Figure 2 | — The putative Falcipain-Cystatin complex predicted by PRISM using template 1stfEI.

The matching residues between targets and template partners are available in the 1-Prediction/MULTIPROT_OUTPUT directory. To see the matching residues, change the directory to 1stfEI. From the 1stfEI_E_2ghuABCD_ 2_sol.res file, the user can find that 31 residues match between 2ghu and 1stfE at the first solution, and the RMSD between them is 0.93 Å. From the 1stfEI_I_1cew_2_sol.res file the user can observe that 17 residues match between 1cew and 1stfI at the zeroth solution and the RMSD between them is 1.58 Å.

The 1stfEI_E_2ghuABCD_log_multiprot.txt file should be checked to see which parameters are used during the structural alignment. To visualize the predicted rigid-body complex, the transformed structures onto each partner of the template interface (available in 2-DistanceCalculation/TransformedPdbs directory) should be used. Here the 1stfEI_E_2ghuABCD_1_ trans.pdb file in the 1stfEI directory indicates that this structure file is generated from the first MultiProt solution of the matching between chain E of the template interface 1stfEI and the target 2ghuABCD. Moreover, 1stfEI_I_1cew_0_ trans.pdb file in the 1stfEI directory indicates that this structure file is generated from the zeroth MultiProt solution of the matching between chain I of template interface 1stfEI and the target 1cew. In Figure 2, these transformed structures are illusturated using the VMD visualization software.

This predicted complex ranked first with a calculated global energy of − 37.34 kcal mol ^{− 1}. The second ranking solution also comes from the 1stfEI template, however, with a different MultiProt solution number.

When we compare the predicted complex to the native structure in the PDB (1yvb), we notice that the binding regions and the relative positions of the partner proteins are correctly found.

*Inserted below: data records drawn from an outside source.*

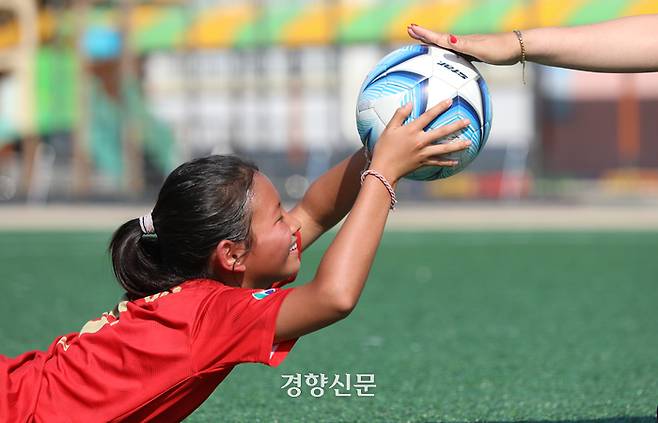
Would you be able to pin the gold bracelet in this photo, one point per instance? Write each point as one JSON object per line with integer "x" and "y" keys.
{"x": 519, "y": 35}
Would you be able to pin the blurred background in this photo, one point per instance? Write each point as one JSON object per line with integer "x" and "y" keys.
{"x": 100, "y": 100}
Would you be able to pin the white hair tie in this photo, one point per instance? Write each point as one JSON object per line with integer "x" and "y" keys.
{"x": 146, "y": 223}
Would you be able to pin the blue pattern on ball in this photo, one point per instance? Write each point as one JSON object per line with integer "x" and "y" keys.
{"x": 413, "y": 88}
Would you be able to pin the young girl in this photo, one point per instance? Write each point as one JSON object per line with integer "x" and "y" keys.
{"x": 202, "y": 275}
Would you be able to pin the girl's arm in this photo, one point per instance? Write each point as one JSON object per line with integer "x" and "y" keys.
{"x": 329, "y": 198}
{"x": 621, "y": 45}
{"x": 343, "y": 271}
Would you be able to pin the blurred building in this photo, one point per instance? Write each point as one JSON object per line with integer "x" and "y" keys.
{"x": 101, "y": 99}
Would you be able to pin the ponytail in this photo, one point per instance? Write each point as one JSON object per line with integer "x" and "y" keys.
{"x": 200, "y": 203}
{"x": 136, "y": 261}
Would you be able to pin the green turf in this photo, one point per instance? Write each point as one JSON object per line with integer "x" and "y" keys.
{"x": 456, "y": 327}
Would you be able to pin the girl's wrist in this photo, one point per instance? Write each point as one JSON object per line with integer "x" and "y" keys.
{"x": 383, "y": 170}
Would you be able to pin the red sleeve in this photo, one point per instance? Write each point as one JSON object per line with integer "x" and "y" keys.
{"x": 237, "y": 325}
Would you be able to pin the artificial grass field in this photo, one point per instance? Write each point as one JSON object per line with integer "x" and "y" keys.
{"x": 456, "y": 327}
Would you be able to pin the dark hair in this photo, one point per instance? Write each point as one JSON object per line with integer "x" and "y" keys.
{"x": 200, "y": 203}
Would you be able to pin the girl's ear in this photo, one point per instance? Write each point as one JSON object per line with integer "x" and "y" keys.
{"x": 230, "y": 256}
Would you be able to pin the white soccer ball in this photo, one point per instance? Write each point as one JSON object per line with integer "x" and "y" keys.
{"x": 426, "y": 75}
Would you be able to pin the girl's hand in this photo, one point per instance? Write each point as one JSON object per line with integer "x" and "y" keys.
{"x": 496, "y": 49}
{"x": 401, "y": 149}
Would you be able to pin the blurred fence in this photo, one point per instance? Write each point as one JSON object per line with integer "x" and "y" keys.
{"x": 99, "y": 100}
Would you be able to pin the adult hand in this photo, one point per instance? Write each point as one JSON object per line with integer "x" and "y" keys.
{"x": 496, "y": 49}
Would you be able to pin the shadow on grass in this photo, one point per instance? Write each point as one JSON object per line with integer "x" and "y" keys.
{"x": 651, "y": 419}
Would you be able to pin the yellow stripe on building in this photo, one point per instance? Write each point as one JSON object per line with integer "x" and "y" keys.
{"x": 315, "y": 25}
{"x": 642, "y": 7}
{"x": 144, "y": 16}
{"x": 552, "y": 12}
{"x": 438, "y": 15}
{"x": 520, "y": 17}
{"x": 218, "y": 26}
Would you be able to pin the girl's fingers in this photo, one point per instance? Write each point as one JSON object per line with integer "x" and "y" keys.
{"x": 426, "y": 118}
{"x": 438, "y": 162}
{"x": 444, "y": 130}
{"x": 400, "y": 115}
{"x": 440, "y": 149}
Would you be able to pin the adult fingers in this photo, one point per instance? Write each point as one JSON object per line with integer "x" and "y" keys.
{"x": 460, "y": 44}
{"x": 430, "y": 37}
{"x": 400, "y": 115}
{"x": 423, "y": 120}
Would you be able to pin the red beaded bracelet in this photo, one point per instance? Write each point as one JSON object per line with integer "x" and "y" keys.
{"x": 383, "y": 180}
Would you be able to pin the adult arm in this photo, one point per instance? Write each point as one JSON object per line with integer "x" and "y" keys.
{"x": 621, "y": 45}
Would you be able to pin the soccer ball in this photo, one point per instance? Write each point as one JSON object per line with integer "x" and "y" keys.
{"x": 426, "y": 75}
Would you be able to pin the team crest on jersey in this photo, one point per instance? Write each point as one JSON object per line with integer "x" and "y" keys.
{"x": 262, "y": 294}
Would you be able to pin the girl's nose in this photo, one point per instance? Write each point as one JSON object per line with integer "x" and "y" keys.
{"x": 294, "y": 224}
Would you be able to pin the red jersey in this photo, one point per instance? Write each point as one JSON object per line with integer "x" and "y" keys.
{"x": 154, "y": 359}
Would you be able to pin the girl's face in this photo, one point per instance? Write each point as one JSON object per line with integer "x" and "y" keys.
{"x": 273, "y": 254}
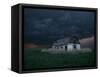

Predicted model of Chk1-p16^ink complex

As a second example, we illustrate the putative interaction between the serine/threonine protein kinase (Chk1) and cyclin-dependent kinase inhibitor p16^ink. PRISM gives two matching templates (1blxAB and 1fmaDE; see Fig. 3) for this interaction and seven interaction models. Among them, the first-ranking solution based on global energy comes from the template interface (1blxAB) between cyclin-dependent kinase 6 (Cdk6) and its inhibitor p19^ink. The sequence similarity between p16^ink and p19^ink is 38% and between Chk1 and Cdk6 is 24%. A total of 23 residues of Chk1 are matched with the left partner of 1blxAB with an RMSD of 1.49, and 42 residues of p16^ink are matched with the right partner of 1blxAB with an RMSD of 1.46. The calculated global energy for this interaction is − 29.17 kcal mol ^{− 1}.

Figure 3 | — The putative Chk1-p16^ink complex predicted by PRISM using templates 1blxAB and 1fmaDE. Template interfaces are represented by balls to show the matching parts of the target surface with the template interface partners.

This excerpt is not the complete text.